Nancy Heisey, présidente (2003-2009)


Convictions

Les Convictions Communes de la CMM sont le fruit d’un processus qui a duré 13 ans, depuis le début jusqu’à l’approbation par le Conseil Général, en passant par les différentes ébauches.

Environ 34 confessions de foi, voire plus, ont été recueillies auprès des Églises membres à travers le monde.

« Nous avons échangé de nombreux courriels » — « peut-être même des fax ! » ajoute Larry Miller — « à la recherche de points communs », explique Nelson Kraybill, qui a participé à la rédaction du document.

« Ce fut un instant spirituel que de voir dans ces documents : voici ce que nous avons en commun », raconte Nelson Kraybill. « Suivre le Christ ; œuvrer pour la paix ; mission. »

« Nous avons déplacé la déclaration “nous sommes anabaptistes” du début à la fin », ajoute Nancy Heisey. « Le début dit : “Sachant que nous faisons partie du corps unique du Christ en tout temps et en tout lieu…” Plutôt que de commencer par “Nous sommes anabaptistes”, nous avons commencé par “l’Église de Jésus-Christ”.

« Au final, en les adoptant, nous nous inspirons des ancêtres anabaptistes du 16ème siècle. C’était une décision vraiment déterminante », précise Nancy Heisey.

« Nous voulions que le début et la fin soient tout aussi importants que les sept points », explique Nelson Kraybill.

La réunion à Pasadena, où le Conseil Général a approuvé les Convictions Communes en 2006, a été la première à utiliser le modèle du consensus.

« Nancy (alors présidente) était assise à gauche, Danisa (alors vice-présidente) à droite, et un mot posait encore problème. Jésus-Christ incarné », se souvient Larry Miller.

« Les délégués nord-américains étaient à l’arrière et défendaient le mot incarné, qui avait été inséré lors des réunions du Conseil Général au Zimbabwe.

« Joren Basumata était un Indien chaleureux, calme et souriant.

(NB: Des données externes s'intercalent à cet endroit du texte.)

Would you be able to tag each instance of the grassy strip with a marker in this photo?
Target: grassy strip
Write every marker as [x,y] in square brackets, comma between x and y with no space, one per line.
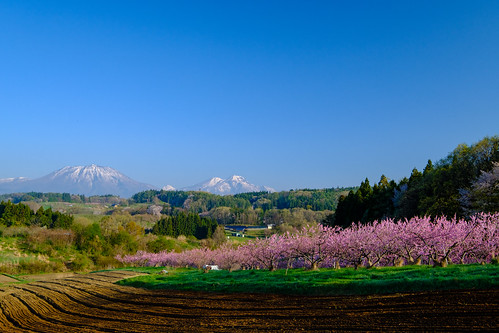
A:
[347,281]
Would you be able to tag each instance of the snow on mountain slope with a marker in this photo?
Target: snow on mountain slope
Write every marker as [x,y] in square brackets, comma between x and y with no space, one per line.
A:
[87,180]
[232,185]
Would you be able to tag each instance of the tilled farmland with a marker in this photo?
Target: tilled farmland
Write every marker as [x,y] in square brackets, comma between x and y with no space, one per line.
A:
[93,303]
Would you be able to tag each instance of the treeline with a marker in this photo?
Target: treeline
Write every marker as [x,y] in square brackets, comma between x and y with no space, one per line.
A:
[463,183]
[22,215]
[61,197]
[185,224]
[295,208]
[198,202]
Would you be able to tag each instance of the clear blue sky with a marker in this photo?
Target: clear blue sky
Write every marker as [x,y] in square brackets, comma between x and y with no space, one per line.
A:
[289,94]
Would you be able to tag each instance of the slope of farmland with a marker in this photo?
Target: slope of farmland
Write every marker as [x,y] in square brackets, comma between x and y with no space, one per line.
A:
[92,303]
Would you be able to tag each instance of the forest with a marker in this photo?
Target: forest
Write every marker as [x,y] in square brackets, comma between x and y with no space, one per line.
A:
[462,184]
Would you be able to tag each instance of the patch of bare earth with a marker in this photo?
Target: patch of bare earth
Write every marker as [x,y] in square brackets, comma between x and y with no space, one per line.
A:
[92,303]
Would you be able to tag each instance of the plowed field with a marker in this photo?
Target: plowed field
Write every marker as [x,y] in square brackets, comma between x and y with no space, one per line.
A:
[92,303]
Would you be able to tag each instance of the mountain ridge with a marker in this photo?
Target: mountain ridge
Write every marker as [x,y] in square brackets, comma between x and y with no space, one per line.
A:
[232,185]
[87,180]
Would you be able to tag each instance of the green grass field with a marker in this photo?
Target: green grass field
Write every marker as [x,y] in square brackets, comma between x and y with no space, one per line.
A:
[346,281]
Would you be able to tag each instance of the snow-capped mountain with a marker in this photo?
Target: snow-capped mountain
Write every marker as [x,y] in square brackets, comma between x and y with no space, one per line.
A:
[168,188]
[232,185]
[87,180]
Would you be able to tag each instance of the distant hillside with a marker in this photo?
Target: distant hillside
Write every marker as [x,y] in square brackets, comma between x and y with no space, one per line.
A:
[195,201]
[232,185]
[87,180]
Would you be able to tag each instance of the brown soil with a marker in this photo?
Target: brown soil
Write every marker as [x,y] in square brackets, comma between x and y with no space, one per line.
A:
[6,279]
[92,303]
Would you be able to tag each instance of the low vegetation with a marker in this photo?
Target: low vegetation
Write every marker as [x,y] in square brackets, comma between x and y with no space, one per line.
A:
[346,281]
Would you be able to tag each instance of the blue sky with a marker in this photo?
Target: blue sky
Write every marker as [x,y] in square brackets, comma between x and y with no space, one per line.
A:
[289,94]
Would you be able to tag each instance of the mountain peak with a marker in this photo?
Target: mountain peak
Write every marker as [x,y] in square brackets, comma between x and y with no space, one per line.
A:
[88,180]
[232,185]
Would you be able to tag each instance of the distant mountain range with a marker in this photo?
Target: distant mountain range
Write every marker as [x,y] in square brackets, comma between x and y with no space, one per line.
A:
[232,185]
[98,180]
[87,180]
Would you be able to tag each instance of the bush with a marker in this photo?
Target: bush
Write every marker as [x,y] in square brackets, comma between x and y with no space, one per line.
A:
[81,263]
[161,244]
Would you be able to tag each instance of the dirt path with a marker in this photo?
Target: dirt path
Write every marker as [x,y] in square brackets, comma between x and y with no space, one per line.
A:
[6,279]
[92,303]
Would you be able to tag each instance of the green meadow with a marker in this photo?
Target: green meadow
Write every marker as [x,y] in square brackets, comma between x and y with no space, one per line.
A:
[345,281]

Il ne parlait pas beaucoup pendant les réunions. Mais il s’est alors levé pour dire : Si vous inscrivez ce mot, je ne pourrai pas utiliser cela en Inde. Tous les dieux en Inde sont incarnés. »

« Toutes les cartes bleues (désaccord) sont instantanément passées à l’orange (accord). »

Tout le processus qui a conduit à l’élaboration des Convictions Communes illustre la manière dont la CMM peut travailler ensemble conformément à sa mission d’être une communauté spirituelle mondiale.

« Les Convictions Communes n’avaient pas pour but de remplacer ce que les Églises avaient déjà discerné, mais d’affirmer ce que nous partageons ensemble », explique Larry Miller. « Ce que nous avons en commun », ajoute Nelson Kraybill.

« Je prie pour que nous continuions à les utiliser de cette manière et qu’elles ne deviennent pas une pomme de discorde », déclare Nancy Heisey.

« Nous ne devrions pas être un lieu où l’on crée une synthèse par vote majoritaire, en essayant de concilier différentes opinions. Au contraire, c’est un lieu où l’assemblée reçoit sa révélation, l’offre au monde et voit ce qui se passe », explique Larry Miller.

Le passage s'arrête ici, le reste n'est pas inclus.